Players and coaches from the Team USA junior

Players and coaches from the Team USA junior team pose after winning the gold medal at the Maccabiah Games on July 16, 2017, at the Pais Arena in Jerusalem, Israel. Credit: Jon Sandos

When Glen Cove’s Jon Sandos gathered his USA Maccabiah Games hockey team for the first time, he set two goals: “Win a gold medal and have the experience of a lifetime.”

Both missions were accomplished last week as the United States won the gold medal, beating Canada, 2-1, in the junior championship game at Pais Arena in Jerusalem.

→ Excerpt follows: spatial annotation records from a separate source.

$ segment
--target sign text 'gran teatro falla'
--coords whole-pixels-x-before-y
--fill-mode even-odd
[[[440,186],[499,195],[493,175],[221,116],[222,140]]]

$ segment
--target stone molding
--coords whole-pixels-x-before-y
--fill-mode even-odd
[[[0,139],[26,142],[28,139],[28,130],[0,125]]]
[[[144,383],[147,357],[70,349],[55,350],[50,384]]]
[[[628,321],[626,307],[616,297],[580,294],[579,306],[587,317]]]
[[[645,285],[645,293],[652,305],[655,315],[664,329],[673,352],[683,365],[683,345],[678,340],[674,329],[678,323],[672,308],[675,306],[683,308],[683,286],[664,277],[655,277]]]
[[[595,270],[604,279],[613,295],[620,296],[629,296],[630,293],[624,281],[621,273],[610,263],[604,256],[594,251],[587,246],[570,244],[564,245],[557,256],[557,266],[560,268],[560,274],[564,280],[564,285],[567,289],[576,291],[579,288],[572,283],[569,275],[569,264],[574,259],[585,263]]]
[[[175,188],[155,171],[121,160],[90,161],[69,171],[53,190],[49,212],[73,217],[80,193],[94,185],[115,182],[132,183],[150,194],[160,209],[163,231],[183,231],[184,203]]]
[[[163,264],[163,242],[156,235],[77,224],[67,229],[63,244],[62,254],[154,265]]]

“The experience was incredible, being at an Olympic style event with almost 10,000 athletes participating,” said Sandos, athletic director at Portledge School in Locust Valley. His team included Long Islanders Ethan Gorelkin of Syosset, Alec Rovitz of Long Beach, Jacob Schapira of Farmingdale and Hayden Fried of Jericho.

“We were an incredibly skilled team and we had the pieces needed to win on the ice but it was the chemistry that was built before the tournament started that made it special,” Fried said.

Team USA won all five games it played, though after thrashing the host nation 12-0 in its opener, Sandos said it trailed in all of the following games.

“To be able to come back and win all four games after being down, it was a testament to their chemistry, leadership and positive attitude,” he said. “To win a championship you need goaltending, leadership and chemistry. And this team checked all three boxes.”

In terms of chemistry, he added that the team grew closer as its time in Israel went on and its players had a series of once-in-a-lifetime experiences.

“We really came together the week and a half we spent touring the country,” Fried said. “That really brought us together. Within a couple of days, we became a really close team and everyone noticed.”

“For a lot of them, it was their first time going to Israel,” Sandos said. “Going to the Western Wall, each and every one of them got very emotional. It really wasn’t only the hockey. The cultural experience — traveling the country, meeting IDF soldiers, and other Jewish athletes — was just as important as winning the gold medal.”